With a hard-fought win over Uzbekistan last June, Japan was the first nation to earn a place in South Africa. But its breezy qualification did little to quell concerns over a punchless offense. The qualifying results read like binary code: The Blue Samurai scored more than one goal in only five of 14 games—against minnows Thailand (twice), Bahrain, Oman and Qatar.
Okada, the architect of Japan's first World Cup appearance, in 1998, has been relentlessly criticized since he began a second tour as manager, in November 2007. Japan's sports media have blistered everything from the team's passing game to its lack of physicality. The condemnation intensified in February when Japan lost to South Korea 3-1 in the final of the East Asian Championship. Fans decried Okada's tactics as conservative and predictable, and the clamor for his dismissal reached a fever pitch.
Japan's inability to score against top-flight opposition might be due to inconsistency in the lineup. Okada has played no fewer than 21 strikers over the past two years. Out of that mix, Yoshito Okubo and Shinji Okazaki are probable first choices in South Africa.
Yasuhito Endo, the Asian Footballer of the Year in 2009, is the central playmaker and the latest in a proud line of dynamic Japanese midfielders.
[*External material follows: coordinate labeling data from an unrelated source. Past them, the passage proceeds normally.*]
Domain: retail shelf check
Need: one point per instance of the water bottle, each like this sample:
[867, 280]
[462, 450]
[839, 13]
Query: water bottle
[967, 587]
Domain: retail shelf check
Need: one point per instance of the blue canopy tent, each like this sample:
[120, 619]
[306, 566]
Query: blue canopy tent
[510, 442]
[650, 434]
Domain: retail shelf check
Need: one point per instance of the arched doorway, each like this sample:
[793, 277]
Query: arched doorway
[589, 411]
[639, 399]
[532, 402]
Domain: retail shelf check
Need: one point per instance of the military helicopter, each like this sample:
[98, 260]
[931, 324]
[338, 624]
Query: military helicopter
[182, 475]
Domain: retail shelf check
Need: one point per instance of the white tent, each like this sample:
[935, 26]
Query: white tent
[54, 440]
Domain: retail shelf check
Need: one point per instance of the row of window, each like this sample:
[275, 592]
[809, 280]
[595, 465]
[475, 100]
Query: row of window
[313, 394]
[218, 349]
Veteran playmaker Shunsuke Nakamura is creative on the flank and takes free kicks. Makoto Hasebe, a tireless worker, helps execute Japan's possession-based game at the base of the midfield.
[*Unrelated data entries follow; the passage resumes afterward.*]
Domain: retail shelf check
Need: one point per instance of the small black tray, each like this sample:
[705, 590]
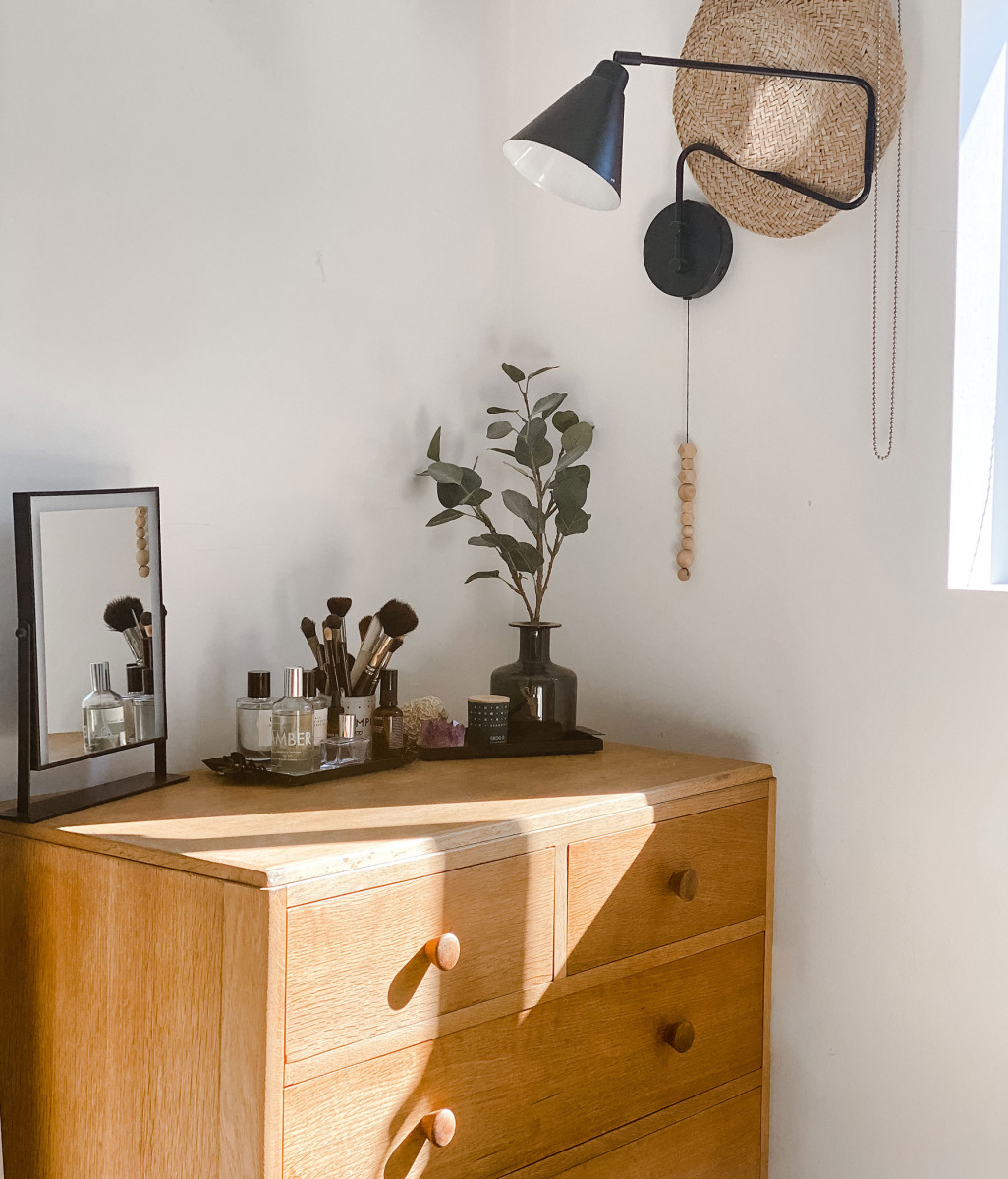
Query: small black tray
[579, 741]
[234, 767]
The anchor of this unit is captain Yuji Nakazawa, an occasional goal scorer and only the third Japanese player to reach 100 caps. Excellent in the air, he's forged an effective partnership in central defense with Marcus Tulio Tanaka, another backliner with a nose for the net. Atsuto Uchida and Yuto Nagatomo are probable starters on the outside, but Yuhei Tokunaga is capable of spelling either man.